Não se espanta por isso que Toni, seu treinador no segundo ano, tenha tido reações intempestivas em conferências de imprensa: “Pensam que sabem tudo, que são experts em futebol, e depois, claro, quando apanhas com um treinador com a experiência do Toni…”
No início de 2012 aterrava em Teerão o seu irmão gémeo, Marco Paixão. Depois de uma paragem abrupta na carreira de seis meses, foi tentar a sua sorte no país onde o irmão jogava, mas numa cidade e num clube, oNaft Teerão, diferentes. “É difícil explicar algumas coisas que encontrei lá. A maneira de trabalhar era um bocado amadora, às vezes tínhamos de levar o equipamento para casa e depois levá-lo para o estádio em dia de jogo”, explicou ao DN. E os hábitos pouco profissionais estendiam-se aos treinos, como jogadores a deixar a sessão “para ir comer bolo ou chocolates sem a permissão do treinador”. Para ele, foi “um choque”.

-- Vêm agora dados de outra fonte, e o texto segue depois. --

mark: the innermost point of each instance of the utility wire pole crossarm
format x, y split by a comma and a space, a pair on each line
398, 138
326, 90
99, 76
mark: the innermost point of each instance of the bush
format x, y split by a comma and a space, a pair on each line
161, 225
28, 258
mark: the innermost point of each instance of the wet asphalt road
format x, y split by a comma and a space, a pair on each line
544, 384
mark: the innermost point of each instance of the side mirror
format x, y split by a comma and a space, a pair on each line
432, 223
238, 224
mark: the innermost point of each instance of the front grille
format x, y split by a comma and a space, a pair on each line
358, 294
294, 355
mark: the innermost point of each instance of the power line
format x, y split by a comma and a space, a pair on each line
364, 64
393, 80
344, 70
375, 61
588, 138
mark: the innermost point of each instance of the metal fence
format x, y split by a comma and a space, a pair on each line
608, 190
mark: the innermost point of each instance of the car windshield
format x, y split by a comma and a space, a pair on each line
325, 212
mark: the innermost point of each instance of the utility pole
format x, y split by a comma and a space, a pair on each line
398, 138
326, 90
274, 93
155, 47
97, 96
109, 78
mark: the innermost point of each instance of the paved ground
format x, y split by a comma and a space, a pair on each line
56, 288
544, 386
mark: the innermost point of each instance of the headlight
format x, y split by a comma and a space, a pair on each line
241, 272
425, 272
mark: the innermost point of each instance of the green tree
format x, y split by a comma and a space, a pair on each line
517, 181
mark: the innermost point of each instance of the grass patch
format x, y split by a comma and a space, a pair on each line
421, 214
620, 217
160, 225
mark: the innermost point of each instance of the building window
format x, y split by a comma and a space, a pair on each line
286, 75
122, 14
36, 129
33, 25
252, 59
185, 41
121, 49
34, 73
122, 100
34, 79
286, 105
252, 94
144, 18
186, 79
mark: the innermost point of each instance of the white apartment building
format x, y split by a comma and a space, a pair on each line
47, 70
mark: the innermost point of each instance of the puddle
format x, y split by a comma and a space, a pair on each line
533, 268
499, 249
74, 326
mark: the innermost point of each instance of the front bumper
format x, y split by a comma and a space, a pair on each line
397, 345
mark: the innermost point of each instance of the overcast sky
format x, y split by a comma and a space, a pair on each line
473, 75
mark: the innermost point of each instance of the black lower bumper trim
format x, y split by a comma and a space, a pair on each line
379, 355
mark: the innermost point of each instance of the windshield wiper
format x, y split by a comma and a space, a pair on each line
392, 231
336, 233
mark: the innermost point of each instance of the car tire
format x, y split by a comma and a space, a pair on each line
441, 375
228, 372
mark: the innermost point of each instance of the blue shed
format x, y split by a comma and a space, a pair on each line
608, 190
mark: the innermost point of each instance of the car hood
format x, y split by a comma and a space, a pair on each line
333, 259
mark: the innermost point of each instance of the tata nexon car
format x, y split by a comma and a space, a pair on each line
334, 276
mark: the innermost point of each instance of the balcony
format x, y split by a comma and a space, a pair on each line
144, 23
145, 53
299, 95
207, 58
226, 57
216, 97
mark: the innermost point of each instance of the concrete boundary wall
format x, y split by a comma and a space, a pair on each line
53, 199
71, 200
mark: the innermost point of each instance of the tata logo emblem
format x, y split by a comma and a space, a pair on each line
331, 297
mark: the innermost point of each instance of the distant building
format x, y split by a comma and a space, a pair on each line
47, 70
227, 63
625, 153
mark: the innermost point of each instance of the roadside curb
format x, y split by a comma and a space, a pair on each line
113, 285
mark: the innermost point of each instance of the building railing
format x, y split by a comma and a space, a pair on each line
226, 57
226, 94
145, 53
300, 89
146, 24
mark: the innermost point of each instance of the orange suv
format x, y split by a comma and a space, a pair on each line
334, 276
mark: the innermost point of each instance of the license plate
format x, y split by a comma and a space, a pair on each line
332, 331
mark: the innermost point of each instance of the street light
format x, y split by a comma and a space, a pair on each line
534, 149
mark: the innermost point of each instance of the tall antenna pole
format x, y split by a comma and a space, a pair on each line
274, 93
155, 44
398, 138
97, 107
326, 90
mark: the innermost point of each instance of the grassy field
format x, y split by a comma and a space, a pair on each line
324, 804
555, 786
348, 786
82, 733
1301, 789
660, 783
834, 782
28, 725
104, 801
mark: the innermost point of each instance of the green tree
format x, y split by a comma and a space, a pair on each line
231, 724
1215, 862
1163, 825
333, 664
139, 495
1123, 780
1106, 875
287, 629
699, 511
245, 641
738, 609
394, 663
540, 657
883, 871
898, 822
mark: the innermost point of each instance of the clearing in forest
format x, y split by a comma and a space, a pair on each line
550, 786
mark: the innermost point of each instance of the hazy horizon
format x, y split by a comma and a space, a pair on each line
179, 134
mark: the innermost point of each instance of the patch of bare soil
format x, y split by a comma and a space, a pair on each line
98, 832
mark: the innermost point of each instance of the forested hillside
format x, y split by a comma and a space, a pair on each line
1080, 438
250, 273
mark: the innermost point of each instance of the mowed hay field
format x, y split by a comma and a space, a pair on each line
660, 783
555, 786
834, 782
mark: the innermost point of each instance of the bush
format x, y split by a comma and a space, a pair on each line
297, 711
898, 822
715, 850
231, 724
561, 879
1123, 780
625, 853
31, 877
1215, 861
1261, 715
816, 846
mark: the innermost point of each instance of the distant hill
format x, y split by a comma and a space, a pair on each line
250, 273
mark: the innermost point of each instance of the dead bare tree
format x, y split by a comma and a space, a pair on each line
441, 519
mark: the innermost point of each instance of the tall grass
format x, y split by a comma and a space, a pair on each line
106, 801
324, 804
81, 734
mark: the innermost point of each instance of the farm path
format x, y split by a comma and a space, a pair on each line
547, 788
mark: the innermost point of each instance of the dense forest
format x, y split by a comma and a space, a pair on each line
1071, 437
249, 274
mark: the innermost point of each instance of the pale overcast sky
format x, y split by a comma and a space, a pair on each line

O que o reconfortava eram os estágios da seleção iraniana, onde convivia com outros portugueses: “Acabava por passar os dias em casa. Mas o facto de o António Simões e o Carlos Queiroz estarem lá acabou por me reconfortar. Às vezes ia ter com eles ao centro de estágio da seleção e tínhamos boas conversas.”
Seis meses, onze jogos e três golos depois chegaram para decidir mudar: “Era jovem [27 anos] e aquilo não era futuro para mim.”
Terramoto e salários em atraso
Em Tabriz, e por mais uma época, ficou Flávio Paixão. Com a chegada de Toni e a sua equipa técnica, vieram outros portugueses – Anselmo e João Vilela – e tudo foi diferente. A desorganização tática que reinava mudou e o treinador português conquistou a equipa e os adeptos: “Lembro-me que quando o Toni chegou, ele queria defender os cantos à zona, e os jogadores perguntaram-lhe o que era isso. Por aí vê-se o que tinham para evoluir.”
Tudo corria pelo melhor até Flávio Paixão apanhar um susto: “Estava eu, o Anselmo e o JoãoVilela na minha casa e de repente apanhámos um terramoto de magnitude 6,3. Não nos conseguimos mexer porque a casa abanava tanto que era impossível sair do sofá. Lembro-me de estar sentado e ver as paredes a abrir, a casa a abanar, queríamos sair dali e não conseguíamos. Foi horrível.”
Depois do susto que deixou sequelas, e de uma época em que os ordenados começaram a falhar, Flávio Paixão disse adeus ao Irão e foi até à Polónia reencontrar o seu irmão no Slask Wroclaw.
Hoje, os dois olham para a experiência com um misto de riso e saudade, e para o trabalho de Carlos Queiroz à frente da seleção iraniana com muito respeito. “Aquilo que ele fez é de loucos. Levou a seleção a dois Mundiais e melhorou o seu nível de uma forma abismal. Se na altura ele já era respeitado, hoje será uma espécie de Deus para os iranianos porque eles amam o futebol”, analisa Marco Paixão.
O irmão Flávio prossegue com os elogios: “O grande problema do futebol iraniano era o lado tático. Quando tens um treinador como o Queiroz, que organiza a seleção desta forma, é algo fantástico. Todo o mundo viu o que eles foram capazes de fazer contra a Espanha.”